Gerakan reformasi yang terlihat garang dan meledak - ledak ternyata
belum berani bersinggungan langsung dengan akar permasalahan yang
selama ini menjadi Penyebab utama berkuasanya rezim Soeharto selama 32
tahun.

Gerakan Reformasi apabila diibaratkan "tikus" maka ia akan tersipu
sipu bila sudah berhadapan dengan "Kucing" ABRI.

Buktinya sebelum runtuhnya soeharto banyak spanduk yang berbunyi
hapuskan dwi fungsi "ABRI" tapi saat ini hanya lamat-lamat terdengar
suara yang menuntut hal seperti itu.

Apakah tergesernya let-jen Prabowo dari posisi strategisnya sudah
berhasil mengobati luka yang diakibatkan oleh rejim militernya
Soeharto ?.

Tergesernya Prabowo justru meningkatkan persatuan didalam tubuh ABRI
itu sendiri, karena Wiranto berhasil menghibur orang-orang yang dulu
sakit hati karena kesempatan yang seharusnya mereka peroleh, malah
diserobot oleh mantu Pak Harto itu, yang jauh lebih muda dari segi
angkatannya dibandingkan para bawahannya. Sehingga sekarang ini
dikalangan ABRI. Wiranto dapat dikatakan sebagai orang yang
memperhatikan aspirasi yang berkembang di tubuh ABRI sehingga justru
malah memperkuat posisinya.

Jadi jika ada anggapan Bahwa Prabowo digeser karena wiranto lebih
mengutamakan aspirasi yang berkembang dikalangan masyarakat, itu salah
besar.

Bukti lain bahwa rejim militer masih kuat menancapkan kukunya ditubuh
pemerintahan,banyak sekali dan dapat para netter lihat sendiri. dalam
Keanggotaan kabinet HABIBIE saat ini ada beberapa nama kecuali wiranto
sendiri tentunya sebagai menhamkam-pangab.

Diantara nama-nama Gubernur dan Bupati coba dihitung berapa orang yang
dari kalangan sipil.
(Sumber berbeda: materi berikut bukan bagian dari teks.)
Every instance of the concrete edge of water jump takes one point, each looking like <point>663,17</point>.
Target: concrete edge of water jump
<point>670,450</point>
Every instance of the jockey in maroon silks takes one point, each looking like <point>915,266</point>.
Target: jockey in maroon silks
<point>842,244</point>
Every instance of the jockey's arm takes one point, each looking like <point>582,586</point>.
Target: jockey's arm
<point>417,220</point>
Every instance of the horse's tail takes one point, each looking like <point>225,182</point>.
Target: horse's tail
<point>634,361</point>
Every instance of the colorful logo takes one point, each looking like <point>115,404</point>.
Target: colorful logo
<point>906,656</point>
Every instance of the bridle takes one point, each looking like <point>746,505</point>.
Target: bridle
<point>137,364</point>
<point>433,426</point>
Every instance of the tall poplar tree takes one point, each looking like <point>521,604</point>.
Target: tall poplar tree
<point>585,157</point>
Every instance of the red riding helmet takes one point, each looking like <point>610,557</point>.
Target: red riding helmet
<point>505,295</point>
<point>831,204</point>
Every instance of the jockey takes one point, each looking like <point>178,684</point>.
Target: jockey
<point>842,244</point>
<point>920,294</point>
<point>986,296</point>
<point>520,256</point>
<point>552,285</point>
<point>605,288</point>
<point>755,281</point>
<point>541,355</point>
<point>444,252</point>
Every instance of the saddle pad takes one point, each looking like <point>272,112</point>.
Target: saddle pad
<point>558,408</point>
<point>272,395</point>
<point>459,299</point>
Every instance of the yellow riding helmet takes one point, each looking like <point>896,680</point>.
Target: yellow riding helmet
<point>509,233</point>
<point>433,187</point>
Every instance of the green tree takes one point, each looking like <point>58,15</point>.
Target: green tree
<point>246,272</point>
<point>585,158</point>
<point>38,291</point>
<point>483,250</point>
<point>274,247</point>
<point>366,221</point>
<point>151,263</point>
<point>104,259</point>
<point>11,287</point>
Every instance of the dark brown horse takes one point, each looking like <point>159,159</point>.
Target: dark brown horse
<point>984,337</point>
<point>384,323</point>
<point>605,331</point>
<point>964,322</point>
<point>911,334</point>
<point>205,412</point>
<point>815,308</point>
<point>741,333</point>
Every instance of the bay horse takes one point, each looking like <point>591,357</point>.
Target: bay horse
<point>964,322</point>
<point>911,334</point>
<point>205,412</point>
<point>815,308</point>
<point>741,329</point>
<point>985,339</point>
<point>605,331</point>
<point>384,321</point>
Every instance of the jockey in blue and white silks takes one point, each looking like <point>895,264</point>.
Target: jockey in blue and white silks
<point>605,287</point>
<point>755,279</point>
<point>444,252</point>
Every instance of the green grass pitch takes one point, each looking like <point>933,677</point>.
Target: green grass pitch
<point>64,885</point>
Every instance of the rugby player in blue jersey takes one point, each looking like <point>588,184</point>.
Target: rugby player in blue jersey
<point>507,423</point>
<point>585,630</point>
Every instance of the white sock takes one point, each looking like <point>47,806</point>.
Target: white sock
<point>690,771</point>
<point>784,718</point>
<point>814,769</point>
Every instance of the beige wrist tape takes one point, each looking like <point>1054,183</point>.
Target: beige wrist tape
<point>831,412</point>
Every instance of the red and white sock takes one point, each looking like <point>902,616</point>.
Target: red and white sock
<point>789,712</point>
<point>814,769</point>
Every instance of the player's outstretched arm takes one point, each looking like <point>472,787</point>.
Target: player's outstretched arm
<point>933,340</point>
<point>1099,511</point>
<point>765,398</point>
Jika ada sipil apakah mereka benar-benar dipilih
melalui proses penyerapan aspirasi rakyat ?.

Dan yang lebih kelihatan lagi, apa alasannya Bupati Bantul yang masih
aktip sebagai anggota ABRI tetap bercokol sebagai Bupati, apa ini
namanya kalau bukan Rejim militer masih berkuasa.

Memang bukan pekerjaan mudah untuk berhadapan langsung dengan ABRI,
untuk mengingatkan mereka agar kembali kejalan yang benar, sebagai
alat keamanan negara, tanpa resiko dikemplang oleh mereka, mengingat
selama ini mereka sudah 32 tahun menikmati masa-masa indah apabila
mereka berhasil meniti karir hingga menduduki pucuk pimpinan ABRI,
setelah menjadi Purnawirawanpun sudah menunggu jabatan empuk, sebagai
menteri, duta besar, Presiden direktur di BUMN-BUMN, Ketua koni,
Gubernur, Bupati, Camat, Lurah, Sampai sampai kepala desapun boleh
jugalah.

Di tubuh ABRI ditanamkan semacam kepercayaan bahwa hanya ABRI lah
(dengan disiplin Militernya) yang mampu menjadi pemimpin yang cakap,
sedangkan sipil cenderung tidak mampu bertindak tegas dan lambat
mengambil keputusan karena terlalu banyak pertimbangan.

Usaha Untuk memperlihatkan ketidak mampuan orang sipil ini pernah pula
ditunjukkan kepada masyarakat Luas terhadap Habibie, melalui Unjuk
rasa di IPTN dan PT. PAL. Hal ini dikarenakan ABRI mengetahui bahwa
Soeharto akan mencalonkan Habibie sebagai wakil Presiden, sedangkan
pihak ABRI tetap bersikeras agar Salah seorang Putra terbaiknya yang
lebih pantas menduduki jabatan tersebut. ini bukan rumor tapi secara
kebetulan saya memperoleh informasi dari sumber dikalangan ABRI yang
dapat dipercaya.

Saat ini ABRI yang sudah semakin solid ini setiap saat bisa keluar
sebagai "Pahlawan" yang dapat mengambil alih kepemimpinan Negara
apabila dirasakan sudah saatnya dan apabila cukup alasan untuk
menuding Bahwa pemerintah sipil tidak mampu mengendalikan kestabilan
politik, yang berarti pula tidak mampu menyelesaikan masalah
perekonomian Bangsa ini.

Oleh karena itu sudah seharusnyalah digemakan lagi suara yang menuntut
dicabutnya dwi fungsi ABRI, sekaligus hal-hal berikut :

1. Setuju untuk memisahkan Kepolisian dari tubuh ABRI.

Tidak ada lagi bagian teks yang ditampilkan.